2. The heartbeat detection method of claim 1, further comprising the step of:

letting the second controller communicate with the first controller after its start so as to execute a corresponding failure transfer program.

3. The heartbeat detection method of claim 1, wherein the first predetermined period is variable.

4. The heartbeat detection method of claim 1, wherein the first predetermined period is greater than the second predetermined period.

5. The heartbeat detection method of claim 1, further comprising the step of:

when the detecting module receives again the first reset signal sent from the first controller, restarting the counting of the detecting module in accord with the first predetermined period, executing a corresponding failure transfer program in order to restore the operation of the first controller, and sending a control signal to interrupt the operation of the second controller.

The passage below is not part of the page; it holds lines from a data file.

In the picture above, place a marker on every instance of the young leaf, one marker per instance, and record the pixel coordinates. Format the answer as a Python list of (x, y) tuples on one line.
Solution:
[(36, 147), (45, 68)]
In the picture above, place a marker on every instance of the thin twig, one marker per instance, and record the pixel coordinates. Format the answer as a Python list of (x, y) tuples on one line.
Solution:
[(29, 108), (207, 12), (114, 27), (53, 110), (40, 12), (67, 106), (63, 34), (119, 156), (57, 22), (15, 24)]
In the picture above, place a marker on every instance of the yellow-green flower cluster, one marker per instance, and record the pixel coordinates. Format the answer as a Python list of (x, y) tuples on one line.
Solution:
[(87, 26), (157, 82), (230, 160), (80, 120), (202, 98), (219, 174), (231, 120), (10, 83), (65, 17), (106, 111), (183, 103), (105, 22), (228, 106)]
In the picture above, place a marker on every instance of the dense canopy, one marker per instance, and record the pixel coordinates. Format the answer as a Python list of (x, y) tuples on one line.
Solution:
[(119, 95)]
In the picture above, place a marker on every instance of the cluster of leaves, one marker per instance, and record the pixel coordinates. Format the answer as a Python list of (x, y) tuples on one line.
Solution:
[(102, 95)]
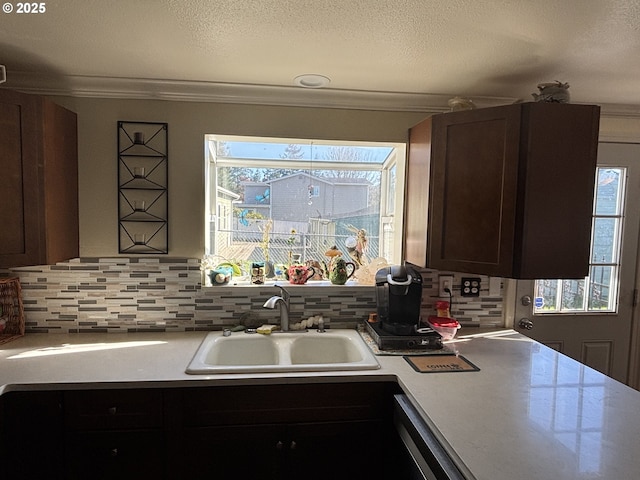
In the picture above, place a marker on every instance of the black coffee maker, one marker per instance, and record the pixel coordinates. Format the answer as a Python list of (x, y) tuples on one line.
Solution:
[(398, 297)]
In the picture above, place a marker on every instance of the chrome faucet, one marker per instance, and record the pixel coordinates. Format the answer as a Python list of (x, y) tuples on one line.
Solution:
[(283, 301)]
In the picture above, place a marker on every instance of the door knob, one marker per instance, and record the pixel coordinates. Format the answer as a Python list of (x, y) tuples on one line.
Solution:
[(525, 323)]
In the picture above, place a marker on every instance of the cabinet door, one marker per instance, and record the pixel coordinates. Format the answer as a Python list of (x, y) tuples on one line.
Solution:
[(38, 181), (474, 175), (510, 190), (19, 184), (243, 451), (122, 454), (31, 435), (336, 450)]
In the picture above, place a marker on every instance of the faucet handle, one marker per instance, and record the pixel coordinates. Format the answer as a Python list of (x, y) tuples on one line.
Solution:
[(284, 292)]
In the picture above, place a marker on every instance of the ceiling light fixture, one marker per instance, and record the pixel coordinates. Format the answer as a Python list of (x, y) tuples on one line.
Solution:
[(311, 80)]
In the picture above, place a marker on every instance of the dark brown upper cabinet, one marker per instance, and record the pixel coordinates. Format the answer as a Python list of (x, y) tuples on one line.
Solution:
[(38, 181), (503, 191)]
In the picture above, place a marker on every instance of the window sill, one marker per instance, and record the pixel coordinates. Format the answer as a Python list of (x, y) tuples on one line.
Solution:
[(271, 283)]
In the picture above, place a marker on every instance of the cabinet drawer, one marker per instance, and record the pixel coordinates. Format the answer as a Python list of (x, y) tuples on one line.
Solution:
[(113, 409), (115, 454), (242, 405)]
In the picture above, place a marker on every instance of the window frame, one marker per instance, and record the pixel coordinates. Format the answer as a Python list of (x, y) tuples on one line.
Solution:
[(392, 195)]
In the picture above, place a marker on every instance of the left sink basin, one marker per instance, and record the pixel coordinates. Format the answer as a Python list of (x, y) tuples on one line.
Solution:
[(282, 352), (240, 350)]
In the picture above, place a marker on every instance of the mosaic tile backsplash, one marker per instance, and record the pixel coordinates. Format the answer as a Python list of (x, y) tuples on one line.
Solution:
[(166, 294)]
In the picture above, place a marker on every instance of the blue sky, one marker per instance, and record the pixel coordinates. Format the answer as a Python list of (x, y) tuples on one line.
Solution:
[(274, 150)]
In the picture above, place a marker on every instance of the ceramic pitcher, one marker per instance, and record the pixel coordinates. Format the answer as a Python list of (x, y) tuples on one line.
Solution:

6. A heartbeat detection device used in a cluster server, comprising:

a first controller, which sends out a first reset signal in accord with a second predetermined period;

a second controller, which controls the operation of the cluster server; and

a detecting module, which has a counting function, counts in accord with a first predetermined period, and sends a control signal to the second controller;

wherein the detecting module resets its counting in accord with the first reset signal.

7. The heartbeat detection device of claim 6, wherein the first predetermined period is variable.

8. The heartbeat detection device of claim 6, wherein the first predetermined period is greater than the second predetermined period.

9. The heartbeat detection device of claim 6, wherein the second controller communicates with the first controller after it receives the control signal and executes a corresponding failure transfer program.